The S&P 500 Financials sector is up about 25% this year and a spate of positive bank earnings can continue to push the sector higher. Additionally, it opens up opportunities in leveraged ETFs.
As reported by Morningstar, some of the big names helping to pull banks higher are JP Morgan and Wells Fargo. Both saw strong third-quarter earnings results, leading Morningstar analysts to believe that their share prices are now hovering above market value.
The macroeconomic environment for banks is certainly much more favorable versus a couple of years ago when the U.S. Federal Reserve was raising interest rates. With rates expected to drop, this should add to banks’ bottom line when it comes to increased demand for loans and other lending products. In turn, investor sentiment is set to improve as the Fed continues to ease monetary policy whether it’s a swift cut of rates or a slow and steady easing.
“This represents a sharp reversal from 2022, when banks were deeply unpopular and materially undervalued.

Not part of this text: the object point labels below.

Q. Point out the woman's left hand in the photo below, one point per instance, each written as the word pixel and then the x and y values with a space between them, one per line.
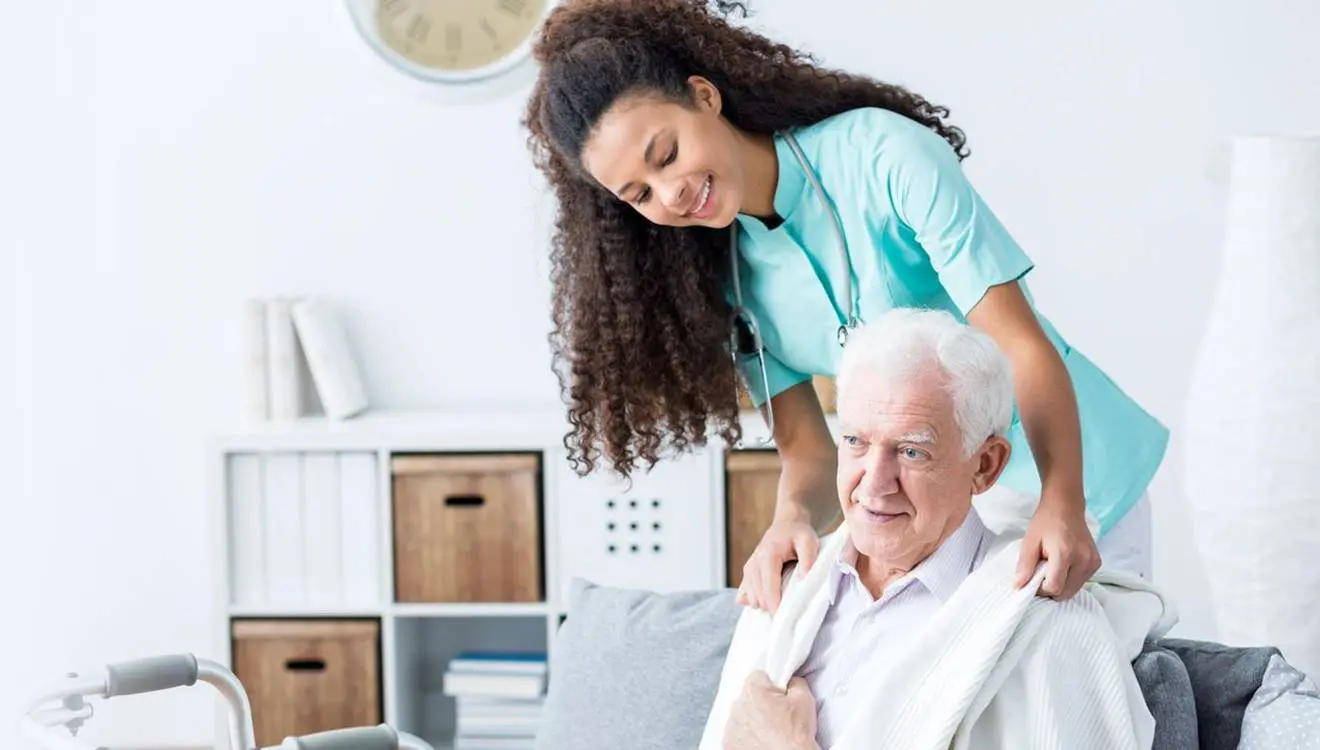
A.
pixel 1059 535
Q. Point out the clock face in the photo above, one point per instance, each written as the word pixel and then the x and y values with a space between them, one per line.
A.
pixel 453 38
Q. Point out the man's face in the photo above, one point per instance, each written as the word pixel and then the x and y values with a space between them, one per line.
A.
pixel 904 478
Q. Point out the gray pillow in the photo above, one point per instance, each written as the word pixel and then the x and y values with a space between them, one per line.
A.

It’s an important reminder of sentiment’s role in short-term price changes,” Morningstar confirmed.
Other banks are also starting to churn out positive quarters with Bank of America among the more recent names. While the bank’s Q3 profit dropped, it still beat Wall Street estimates and paints a positive picture moving forward.

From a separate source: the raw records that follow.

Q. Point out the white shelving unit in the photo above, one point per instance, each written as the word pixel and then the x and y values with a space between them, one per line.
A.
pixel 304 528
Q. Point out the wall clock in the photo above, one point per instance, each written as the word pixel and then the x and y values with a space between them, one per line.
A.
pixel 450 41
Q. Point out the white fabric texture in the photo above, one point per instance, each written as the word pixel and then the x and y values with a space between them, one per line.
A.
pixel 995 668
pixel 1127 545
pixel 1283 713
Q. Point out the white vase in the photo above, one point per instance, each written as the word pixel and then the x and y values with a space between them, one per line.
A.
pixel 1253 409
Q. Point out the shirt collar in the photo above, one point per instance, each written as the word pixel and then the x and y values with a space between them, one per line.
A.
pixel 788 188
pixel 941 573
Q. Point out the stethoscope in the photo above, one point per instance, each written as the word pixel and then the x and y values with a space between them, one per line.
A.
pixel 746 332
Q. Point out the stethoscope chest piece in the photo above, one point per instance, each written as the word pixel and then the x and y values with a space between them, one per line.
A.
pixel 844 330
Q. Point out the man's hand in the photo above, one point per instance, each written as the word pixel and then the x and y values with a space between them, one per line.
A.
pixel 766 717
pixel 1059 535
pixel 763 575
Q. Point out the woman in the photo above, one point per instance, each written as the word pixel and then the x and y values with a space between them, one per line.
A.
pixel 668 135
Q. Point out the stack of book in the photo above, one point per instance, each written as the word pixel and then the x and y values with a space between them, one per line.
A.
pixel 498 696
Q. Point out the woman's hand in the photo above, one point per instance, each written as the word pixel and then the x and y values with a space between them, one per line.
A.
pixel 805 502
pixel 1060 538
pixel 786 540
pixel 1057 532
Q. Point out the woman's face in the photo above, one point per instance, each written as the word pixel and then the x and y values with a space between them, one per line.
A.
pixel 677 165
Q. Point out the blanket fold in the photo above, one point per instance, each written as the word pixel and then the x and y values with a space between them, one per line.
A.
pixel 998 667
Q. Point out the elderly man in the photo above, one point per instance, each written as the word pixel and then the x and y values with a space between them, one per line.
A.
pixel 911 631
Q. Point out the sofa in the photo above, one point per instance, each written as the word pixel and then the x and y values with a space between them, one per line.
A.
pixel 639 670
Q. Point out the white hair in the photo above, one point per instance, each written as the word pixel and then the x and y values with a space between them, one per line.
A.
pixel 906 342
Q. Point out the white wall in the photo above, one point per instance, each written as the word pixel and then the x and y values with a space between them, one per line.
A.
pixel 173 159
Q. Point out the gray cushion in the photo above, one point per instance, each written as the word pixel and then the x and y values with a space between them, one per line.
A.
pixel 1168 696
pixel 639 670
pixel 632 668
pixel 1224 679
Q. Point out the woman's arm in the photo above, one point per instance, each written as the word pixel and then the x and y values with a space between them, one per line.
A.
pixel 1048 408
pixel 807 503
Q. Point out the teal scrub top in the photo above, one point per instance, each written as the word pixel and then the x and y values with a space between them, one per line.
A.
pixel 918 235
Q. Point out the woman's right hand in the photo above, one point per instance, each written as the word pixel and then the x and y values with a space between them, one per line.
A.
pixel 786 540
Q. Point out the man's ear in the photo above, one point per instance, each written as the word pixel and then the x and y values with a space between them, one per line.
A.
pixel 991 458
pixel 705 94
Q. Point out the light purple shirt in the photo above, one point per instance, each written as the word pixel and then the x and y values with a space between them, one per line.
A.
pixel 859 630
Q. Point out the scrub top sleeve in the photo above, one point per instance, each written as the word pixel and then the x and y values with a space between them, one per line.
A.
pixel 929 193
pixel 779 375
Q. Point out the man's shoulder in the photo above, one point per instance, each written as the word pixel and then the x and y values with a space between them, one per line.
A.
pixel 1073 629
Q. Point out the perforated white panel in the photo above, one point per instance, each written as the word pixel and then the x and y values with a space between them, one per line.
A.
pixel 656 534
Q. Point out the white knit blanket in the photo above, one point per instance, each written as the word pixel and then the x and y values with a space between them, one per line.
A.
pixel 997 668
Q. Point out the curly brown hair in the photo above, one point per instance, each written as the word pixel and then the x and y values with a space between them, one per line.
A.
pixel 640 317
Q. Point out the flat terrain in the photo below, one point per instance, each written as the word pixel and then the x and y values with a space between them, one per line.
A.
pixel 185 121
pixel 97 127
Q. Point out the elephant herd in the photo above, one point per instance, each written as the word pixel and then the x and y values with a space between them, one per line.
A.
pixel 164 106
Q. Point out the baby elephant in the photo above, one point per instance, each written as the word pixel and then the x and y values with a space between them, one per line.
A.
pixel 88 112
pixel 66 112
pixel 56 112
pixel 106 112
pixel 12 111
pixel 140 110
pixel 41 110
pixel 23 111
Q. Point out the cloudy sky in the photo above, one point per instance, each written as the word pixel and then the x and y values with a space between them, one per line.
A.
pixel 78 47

“The bank seems to be saying that things are getting better for them and all the challenges that they have faced in the last couple of years are easing,” said Dave Ellison, a portfolio manager at Hennessy Funds.

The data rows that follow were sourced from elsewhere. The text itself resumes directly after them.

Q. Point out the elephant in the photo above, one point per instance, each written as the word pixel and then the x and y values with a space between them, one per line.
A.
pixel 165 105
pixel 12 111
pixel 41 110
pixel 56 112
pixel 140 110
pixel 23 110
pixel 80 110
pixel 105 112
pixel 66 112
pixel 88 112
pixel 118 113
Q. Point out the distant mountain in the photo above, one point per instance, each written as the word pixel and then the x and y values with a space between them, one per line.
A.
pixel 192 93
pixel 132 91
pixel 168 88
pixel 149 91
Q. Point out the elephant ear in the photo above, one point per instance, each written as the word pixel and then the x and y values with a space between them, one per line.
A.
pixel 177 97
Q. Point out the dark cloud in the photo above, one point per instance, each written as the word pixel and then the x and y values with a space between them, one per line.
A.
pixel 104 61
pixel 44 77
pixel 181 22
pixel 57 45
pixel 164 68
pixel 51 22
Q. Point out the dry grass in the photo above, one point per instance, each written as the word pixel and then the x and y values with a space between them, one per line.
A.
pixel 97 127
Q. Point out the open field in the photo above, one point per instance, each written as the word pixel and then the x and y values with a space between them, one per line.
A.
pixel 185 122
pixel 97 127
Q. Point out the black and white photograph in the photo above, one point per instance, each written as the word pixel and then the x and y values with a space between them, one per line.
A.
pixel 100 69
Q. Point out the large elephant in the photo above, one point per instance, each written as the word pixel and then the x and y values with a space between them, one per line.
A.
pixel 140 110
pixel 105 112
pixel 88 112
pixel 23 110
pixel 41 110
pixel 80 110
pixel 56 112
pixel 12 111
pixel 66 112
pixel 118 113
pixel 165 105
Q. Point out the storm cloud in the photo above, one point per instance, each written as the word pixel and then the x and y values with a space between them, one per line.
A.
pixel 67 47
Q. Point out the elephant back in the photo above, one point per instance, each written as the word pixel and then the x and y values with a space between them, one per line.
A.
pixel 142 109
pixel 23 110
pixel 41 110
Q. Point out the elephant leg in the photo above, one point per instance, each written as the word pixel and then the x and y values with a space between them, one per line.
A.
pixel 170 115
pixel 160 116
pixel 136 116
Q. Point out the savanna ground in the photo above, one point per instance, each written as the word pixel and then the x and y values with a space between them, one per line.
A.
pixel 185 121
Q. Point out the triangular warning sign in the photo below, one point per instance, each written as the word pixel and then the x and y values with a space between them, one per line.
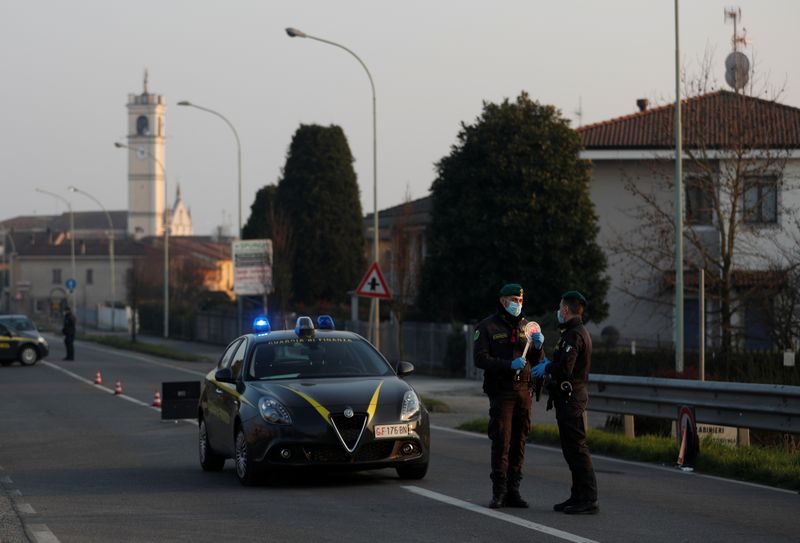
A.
pixel 373 285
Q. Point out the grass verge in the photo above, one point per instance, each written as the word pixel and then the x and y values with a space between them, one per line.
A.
pixel 125 343
pixel 771 466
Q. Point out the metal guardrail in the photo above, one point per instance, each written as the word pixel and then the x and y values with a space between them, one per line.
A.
pixel 743 405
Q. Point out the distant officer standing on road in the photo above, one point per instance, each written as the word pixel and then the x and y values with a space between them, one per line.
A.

2 Trades to Consider in Financials
As mentioned, easing monetary policy should be a boon for banks that rely on lending products for revenue. That said, a pair of trades to consider in the financial sector include the Direxion Daily Financial Bull 3X ETF (FAS ) and the Direxion Daily Regional Banks Bull 3X Shares (DPST ).
For a broad financial trade, FAS is an ideal option, as it provides 300% exposure to the performance of the Financial Select Sector Index. The index incorporates companies from the following industries: banks; thrifts & mortgage finance; diversified financial services; consumer finance; capital markets; insurance; and mortgage real estate investment trusts (REITs).
DPST provides more focused exposure to regional banks, seeking 300% of the daily performance of the S&P Regional Banks Select Industry Index. It measures the performance stocks comprising the S&P Total Market Index that are classified in the Global Industry Classification Standard (GICS) regional banks subindustry.